Москва, 28 декабря 1968 г.
Мой дорогой, любимый Вадька, мой гиппотамчик-пластмассовый.
Только что я пришла, приняла лекарство и вот… лежу «потею» в постели, т. к. выпил чай с малиной (хоть на меня это народное средство и не влияет). Руки же тянутся к перу, мысли обращены к тебе, и вот это ощущается с большой силой, когда я взгляну на твои милые цветы, которые стоят вот около меня в вазе, на оберегавший их бегемотика.

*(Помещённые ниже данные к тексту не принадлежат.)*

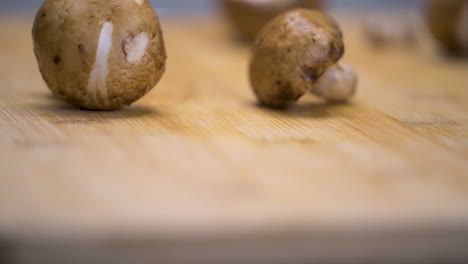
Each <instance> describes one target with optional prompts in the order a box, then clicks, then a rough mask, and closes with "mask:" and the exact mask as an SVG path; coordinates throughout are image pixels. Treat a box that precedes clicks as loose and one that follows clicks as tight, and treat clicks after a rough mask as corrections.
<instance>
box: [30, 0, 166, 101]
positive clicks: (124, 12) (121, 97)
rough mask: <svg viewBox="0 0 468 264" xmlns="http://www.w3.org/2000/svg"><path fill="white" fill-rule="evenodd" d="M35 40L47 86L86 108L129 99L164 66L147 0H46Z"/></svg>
mask: <svg viewBox="0 0 468 264" xmlns="http://www.w3.org/2000/svg"><path fill="white" fill-rule="evenodd" d="M33 41H34V52H35V54H36V57H37V61H38V64H39V69H40V71H41V73H42V76H43V78H44V80H45V82H46V83H47V85H48V86H49V88H50V90H52V92H53V93H54V94H56V95H58V96H60V97H61V98H63V99H65V100H66V101H67V102H69V103H71V104H73V105H76V106H79V107H82V108H86V109H94V110H111V109H118V108H120V107H123V106H127V105H130V104H131V103H133V102H135V101H136V100H138V99H139V98H141V97H142V96H144V95H145V94H146V93H147V92H148V91H150V90H151V89H152V88H153V87H154V86H155V85H156V84H157V83H158V81H159V80H160V79H161V77H162V75H163V73H164V70H165V63H166V51H165V46H164V40H163V36H162V30H161V27H160V24H159V21H158V18H157V16H156V14H155V13H154V11H153V8H152V7H151V5H150V4H149V2H148V1H147V0H106V1H89V0H46V1H45V2H44V3H43V4H42V6H41V8H40V9H39V11H38V13H37V16H36V20H35V22H34V28H33Z"/></svg>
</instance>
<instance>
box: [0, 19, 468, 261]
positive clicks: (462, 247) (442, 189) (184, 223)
mask: <svg viewBox="0 0 468 264" xmlns="http://www.w3.org/2000/svg"><path fill="white" fill-rule="evenodd" d="M338 18H339V19H340V21H341V22H342V25H343V27H344V32H345V37H346V44H347V54H346V57H345V61H347V62H349V63H350V64H352V65H354V66H355V68H356V69H357V71H358V72H359V76H360V84H359V94H358V95H357V97H356V98H355V99H354V100H353V101H352V102H351V103H349V104H346V105H327V104H325V103H324V102H322V101H321V100H320V99H317V98H314V97H312V96H310V97H308V98H304V99H303V100H301V102H300V103H299V104H298V105H296V106H294V107H292V108H291V109H289V110H287V111H275V110H270V109H266V108H263V107H260V106H259V105H258V104H257V103H256V100H255V98H254V96H253V94H252V92H251V91H250V88H249V83H248V76H247V74H246V71H247V65H248V58H249V49H248V46H246V45H243V44H240V43H238V42H236V41H235V40H234V39H233V38H232V37H231V35H230V34H229V31H228V30H227V29H226V25H225V24H224V23H223V22H222V21H221V20H220V19H218V18H205V19H174V18H172V19H166V20H163V22H164V23H163V26H164V32H165V38H166V42H167V43H166V44H167V49H168V54H169V60H168V66H167V72H166V74H165V76H164V78H163V80H162V81H161V82H160V84H158V86H157V87H156V88H155V89H154V90H153V91H152V92H151V93H150V94H148V95H147V96H146V97H145V98H144V99H142V100H141V101H139V102H138V103H136V104H135V105H133V106H132V107H129V108H126V109H123V110H120V111H114V112H91V111H83V110H80V109H76V108H73V107H71V106H69V105H66V104H64V103H63V102H61V101H59V100H57V99H56V98H54V97H53V96H51V93H50V92H49V91H48V89H47V87H46V86H45V84H44V82H43V81H42V79H41V77H40V74H39V72H38V69H37V66H36V61H35V59H34V55H33V52H32V43H31V37H30V30H31V25H32V21H31V19H32V18H30V17H29V18H18V17H16V18H13V17H8V16H1V19H0V35H1V36H2V37H1V41H0V146H1V147H0V234H1V236H0V237H1V238H0V241H3V243H2V242H0V252H3V254H2V253H0V258H2V256H3V257H4V258H5V259H8V261H9V262H11V263H37V262H34V261H37V259H40V258H41V257H42V258H44V257H45V256H47V257H51V256H54V257H55V258H60V257H62V258H71V257H72V256H73V257H82V258H84V257H89V259H93V260H96V257H95V256H99V257H101V258H104V259H106V260H109V259H114V260H115V259H117V258H118V259H126V258H130V259H132V260H135V259H138V260H141V258H144V259H145V260H148V259H150V260H151V261H156V260H157V261H159V263H163V262H167V263H194V262H196V263H198V262H197V261H199V262H200V263H211V262H209V261H214V262H213V263H219V262H217V261H219V260H230V261H233V262H235V261H238V262H242V261H243V260H249V261H253V260H256V261H258V262H259V263H263V262H261V261H265V262H266V261H268V262H267V263H272V262H271V261H272V260H275V261H284V262H287V263H292V262H294V261H298V262H302V263H303V262H304V261H318V260H326V261H328V262H349V261H371V260H378V261H382V262H383V261H392V260H397V261H408V262H412V261H415V262H416V261H423V260H431V261H432V260H444V261H455V260H457V261H460V260H467V258H468V251H467V250H466V249H467V248H468V62H467V61H462V60H455V59H450V58H447V57H443V56H440V55H438V54H437V53H436V52H435V51H434V50H433V49H431V48H428V47H431V45H429V43H427V41H426V40H424V41H422V42H421V43H419V44H418V45H417V46H415V47H400V48H396V47H391V48H385V49H374V48H371V47H370V46H369V45H368V43H366V42H365V40H364V38H363V36H362V34H361V31H360V27H359V25H358V23H356V21H358V17H357V16H341V17H340V16H339V17H338ZM2 245H3V246H2ZM78 249H79V250H78ZM89 259H88V260H89ZM28 261H30V262H28ZM0 262H1V261H0ZM382 262H380V263H382ZM62 263H63V262H62ZM101 263H102V262H101ZM419 263H420V262H419ZM460 263H461V262H460Z"/></svg>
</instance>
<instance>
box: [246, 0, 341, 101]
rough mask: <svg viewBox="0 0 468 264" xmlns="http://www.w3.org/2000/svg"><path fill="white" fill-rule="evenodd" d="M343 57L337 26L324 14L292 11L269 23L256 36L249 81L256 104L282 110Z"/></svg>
mask: <svg viewBox="0 0 468 264" xmlns="http://www.w3.org/2000/svg"><path fill="white" fill-rule="evenodd" d="M343 54H344V43H343V37H342V33H341V30H340V28H339V26H338V24H337V23H336V22H335V21H334V20H333V19H331V18H330V17H328V16H326V15H325V14H323V13H321V12H319V11H314V10H308V9H295V10H292V11H290V12H287V13H285V14H283V15H280V16H279V17H277V18H275V19H274V20H272V21H271V22H270V23H268V24H267V25H266V26H265V27H264V28H263V30H262V31H261V33H260V34H259V36H258V37H257V39H256V41H255V44H254V47H253V54H252V58H251V62H250V80H251V85H252V88H253V90H254V92H255V94H256V95H257V98H258V99H259V101H260V102H261V103H262V104H264V105H267V106H270V107H277V108H285V107H288V106H290V105H291V104H292V103H295V102H296V101H297V100H298V99H299V98H300V97H301V96H303V95H304V94H305V93H306V92H313V91H314V89H315V85H316V83H317V82H318V80H319V79H320V78H321V77H322V75H323V74H324V73H325V72H326V70H327V69H329V68H330V67H331V66H333V65H335V64H336V63H337V62H338V61H339V60H340V59H341V57H342V56H343Z"/></svg>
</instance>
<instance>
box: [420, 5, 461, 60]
mask: <svg viewBox="0 0 468 264" xmlns="http://www.w3.org/2000/svg"><path fill="white" fill-rule="evenodd" d="M427 18H428V25H429V29H430V31H431V33H432V35H433V36H434V38H435V39H436V40H437V41H438V42H440V44H442V45H443V46H444V47H445V48H446V49H447V50H448V51H449V52H451V53H453V54H465V55H467V54H468V1H466V0H431V1H430V2H429V6H428V12H427Z"/></svg>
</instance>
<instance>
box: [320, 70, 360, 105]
mask: <svg viewBox="0 0 468 264" xmlns="http://www.w3.org/2000/svg"><path fill="white" fill-rule="evenodd" d="M356 86H357V74H356V71H355V70H354V69H353V68H352V67H351V66H350V65H348V64H345V63H342V62H339V63H338V64H336V65H333V66H332V67H330V68H329V69H328V70H327V71H326V72H325V73H324V74H323V75H322V77H320V79H319V80H318V81H317V83H316V84H315V86H314V89H313V90H312V91H311V92H312V93H313V94H315V95H317V96H320V97H323V98H324V99H326V100H328V101H330V102H338V103H339V102H344V101H346V100H348V99H349V98H350V97H351V96H353V95H354V93H355V92H356Z"/></svg>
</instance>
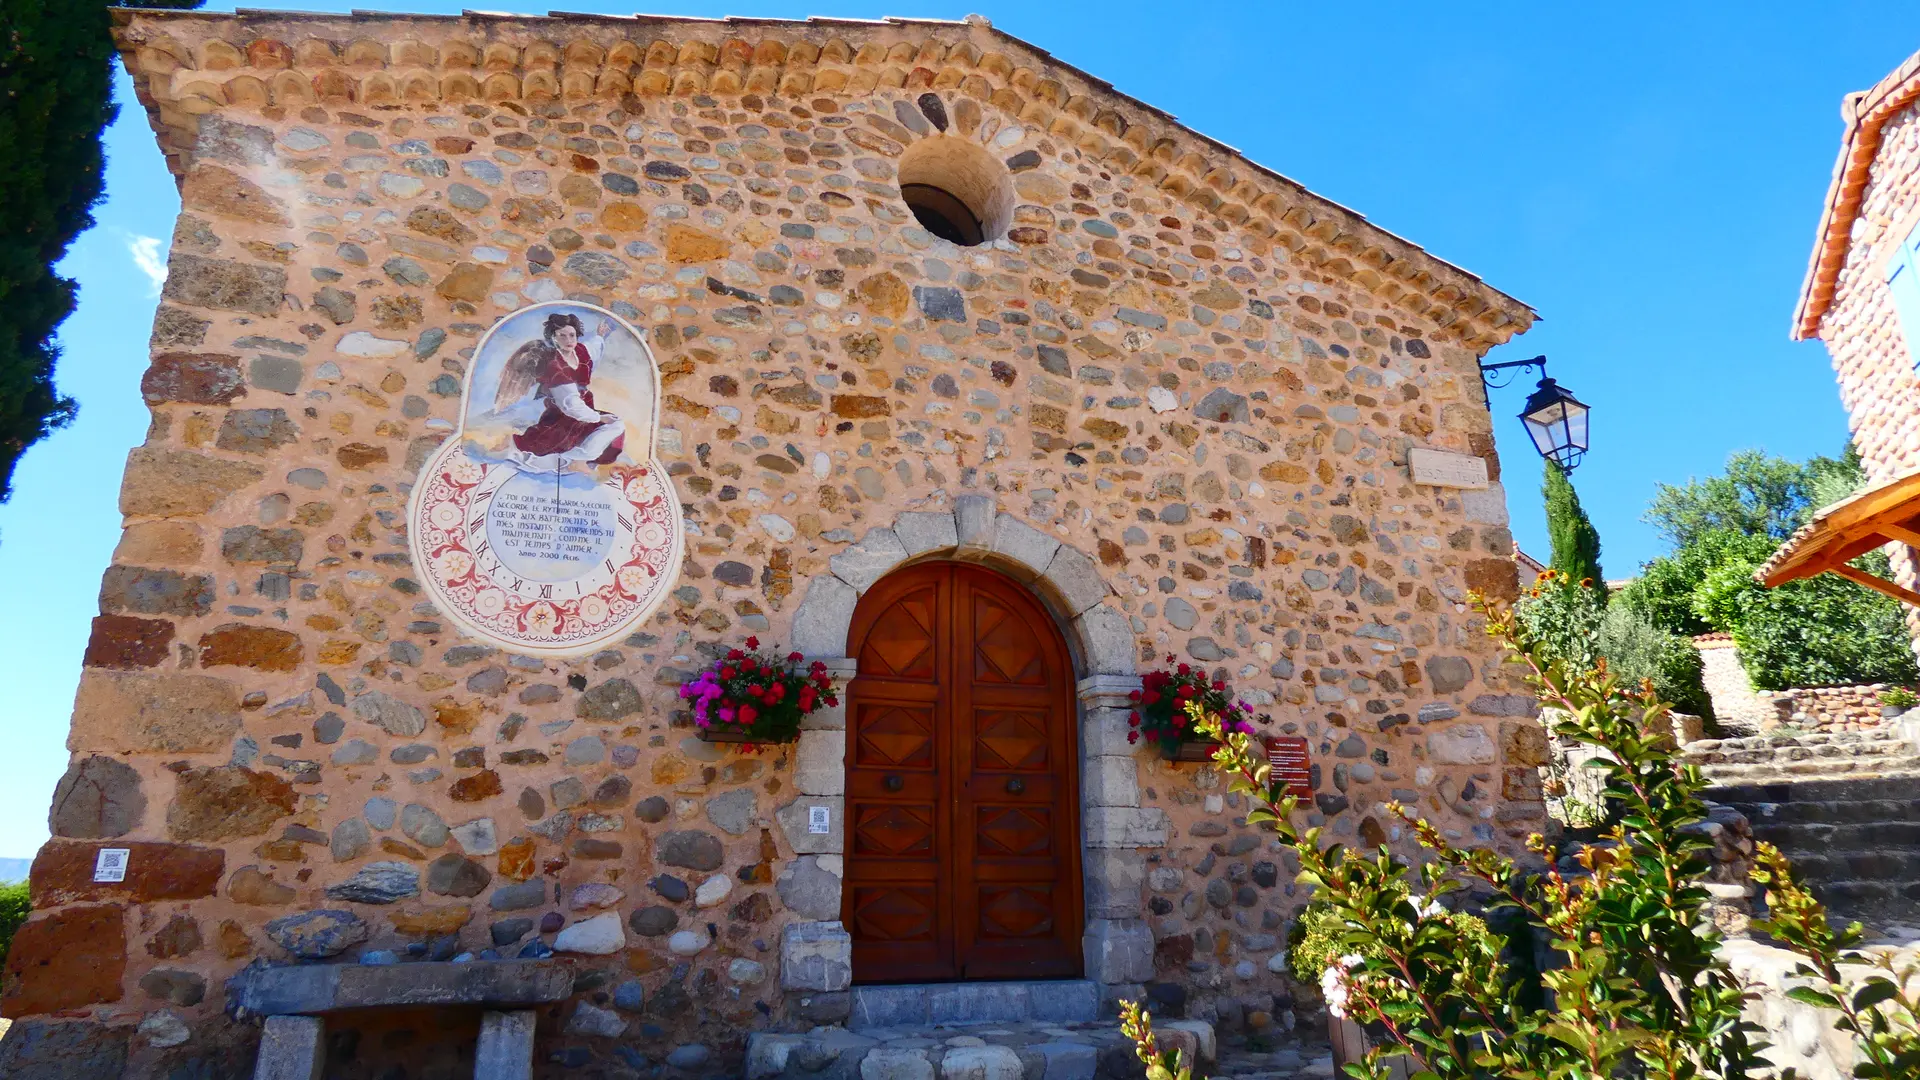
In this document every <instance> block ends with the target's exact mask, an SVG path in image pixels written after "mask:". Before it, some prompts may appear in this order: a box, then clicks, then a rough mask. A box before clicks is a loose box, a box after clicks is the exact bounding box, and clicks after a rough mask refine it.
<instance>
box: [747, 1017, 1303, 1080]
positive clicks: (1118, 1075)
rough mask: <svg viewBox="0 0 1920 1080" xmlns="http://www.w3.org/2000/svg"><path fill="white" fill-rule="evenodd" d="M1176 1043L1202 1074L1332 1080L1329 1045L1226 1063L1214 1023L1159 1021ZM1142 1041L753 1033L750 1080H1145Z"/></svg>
mask: <svg viewBox="0 0 1920 1080" xmlns="http://www.w3.org/2000/svg"><path fill="white" fill-rule="evenodd" d="M1154 1030H1156V1034H1158V1036H1160V1040H1162V1043H1164V1045H1167V1047H1177V1049H1185V1051H1187V1053H1188V1057H1190V1059H1192V1061H1196V1065H1198V1067H1196V1076H1208V1074H1213V1076H1219V1078H1227V1076H1233V1078H1242V1076H1244V1078H1248V1080H1252V1076H1256V1074H1258V1076H1261V1078H1267V1076H1271V1078H1275V1080H1309V1078H1321V1076H1332V1057H1331V1053H1329V1049H1327V1045H1325V1043H1319V1045H1313V1043H1304V1042H1296V1043H1288V1045H1283V1047H1279V1049H1271V1051H1261V1053H1252V1051H1246V1049H1235V1051H1233V1053H1231V1055H1229V1061H1227V1063H1225V1065H1231V1068H1233V1070H1213V1068H1210V1067H1212V1065H1213V1063H1215V1061H1217V1059H1219V1057H1221V1055H1219V1045H1217V1043H1215V1040H1213V1026H1212V1024H1208V1022H1204V1020H1156V1022H1154ZM1140 1068H1142V1067H1140V1063H1139V1059H1137V1057H1135V1055H1133V1043H1131V1042H1127V1038H1125V1036H1123V1034H1119V1024H1117V1022H1114V1020H1112V1019H1102V1020H1100V1022H1060V1024H1052V1022H1023V1024H991V1022H975V1024H924V1026H908V1028H872V1030H866V1032H849V1030H847V1028H814V1030H812V1032H806V1034H778V1032H755V1034H749V1036H747V1068H745V1076H747V1080H822V1078H835V1080H852V1078H860V1080H908V1078H914V1080H931V1078H939V1080H962V1078H964V1080H1025V1078H1029V1076H1033V1078H1041V1080H1139V1076H1140Z"/></svg>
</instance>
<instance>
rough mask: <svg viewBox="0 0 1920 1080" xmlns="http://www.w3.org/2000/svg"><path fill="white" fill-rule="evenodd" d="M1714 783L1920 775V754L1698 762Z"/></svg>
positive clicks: (1744, 782)
mask: <svg viewBox="0 0 1920 1080" xmlns="http://www.w3.org/2000/svg"><path fill="white" fill-rule="evenodd" d="M1699 771H1701V774H1703V776H1705V778H1707V780H1711V782H1715V784H1776V782H1791V780H1801V778H1807V780H1820V778H1839V776H1920V755H1916V753H1899V755H1893V753H1887V755H1870V757H1820V759H1814V761H1766V763H1755V765H1701V767H1699Z"/></svg>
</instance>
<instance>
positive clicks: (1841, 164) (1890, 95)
mask: <svg viewBox="0 0 1920 1080" xmlns="http://www.w3.org/2000/svg"><path fill="white" fill-rule="evenodd" d="M1916 100H1920V52H1916V54H1912V56H1908V58H1907V60H1905V61H1903V63H1901V65H1899V67H1895V69H1893V71H1889V73H1887V77H1885V79H1882V81H1880V83H1874V86H1872V88H1870V90H1857V92H1853V94H1847V96H1845V98H1841V102H1839V119H1841V123H1843V125H1845V127H1847V133H1845V135H1843V136H1841V140H1839V160H1836V161H1834V179H1832V183H1830V184H1828V188H1826V206H1822V209H1820V227H1818V229H1816V231H1814V244H1812V258H1811V259H1809V263H1807V277H1805V281H1803V282H1801V292H1799V302H1797V304H1795V306H1793V331H1791V338H1793V340H1797V342H1801V340H1807V338H1818V336H1820V321H1822V319H1826V311H1828V307H1832V306H1834V288H1836V286H1837V282H1839V271H1841V267H1845V265H1847V252H1849V250H1851V248H1853V225H1855V221H1859V217H1860V204H1862V200H1864V194H1866V184H1868V183H1870V181H1872V175H1874V158H1876V156H1878V154H1880V142H1882V133H1884V129H1885V125H1887V121H1891V119H1893V117H1897V115H1899V113H1903V111H1905V110H1907V106H1910V104H1914V102H1916Z"/></svg>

Писать-то, собственно, нечего, основное все переговорено с тобой, но хочется. О, нет, «хочется» – это не то слово – необходимо, необходимо писать. Такова уж наша участь: писать, писать, писать. Не знаю, когда эта писанина кончится, когда нам не понадобится на такие дела перо, и использовать мы перо будем лишь в деловых письменных работах, а нашим «орудием труда» будет речь, глаза, губы, жесты (не сентиментальна ли слишком я? Если да! – то извини).
Ты ушел, а я еще долго стояла и смотрела тебе вслед, пока ты не скрылся из виду, и немного боялась, что ты оглянешься… иначе бы я, наверное, не смогла уйти от тебя, а ты, думаю, от меня. И стояли бы мы у подъезда дома и мерзли. Боже, когда будет та сказочная, маленькая пусть, комнатка, где мы могли бы быть вместе. В тепле, уюте, радостной тишине, в комнате, приносящей только покой и счастье в любое время года, при любых обстоятельствах, куда бы стремились, где бы мы могли быть независимыми ни от кого, ни от чего на свете!!!
Но будем жить и надеяться только на самое лучшее, а поэтому ты не должен «вешать головы», радоваться тому, что все еще впереди, что будет, должно быть, так, как хочешь, и стремиться создать необходимые условия к этому. Тоже относится, конечно, и ко мне.
Где ты сейчас, что делаешь, думаешь ли обо мне?? Но я тебя еще увижу на вокзале. Знаю, что приедешь, хотя я тебе и запретила.
В наших встречах я много говорила и делала не так (о, далеко не так) и не то, что хотела и что желала бы сказать, либо сделать, опять же се ля ви.
С тобой же я никуда не хотела ехать или идти (вчера, например, с этим аэропортом) из-за денег, конечно. Это такой щепетильный вопрос, но необходимый, к сожалению, еще. Мне и так было уже неудобно ходить в кино, кафе, в метро ездить и т. д. на твои деньги, а от меня ты брать не хотел. Если бы ты был умным (дорогой, Вадька, не обижайся за это) и мы бы договорились по-хорошему насчет денег (где-то платил бы ты, где-то я), так со мной бы так не произошло. Я бы и не заболела, и были бы мы с тобой больше времени вместе (извини, что пишу другими чернилами, забрали ту ручку). Но ничего, учти на будущее, ведь в этом ничего же особенного нет, в крайнем случае я ничего особенного в этом не вижу.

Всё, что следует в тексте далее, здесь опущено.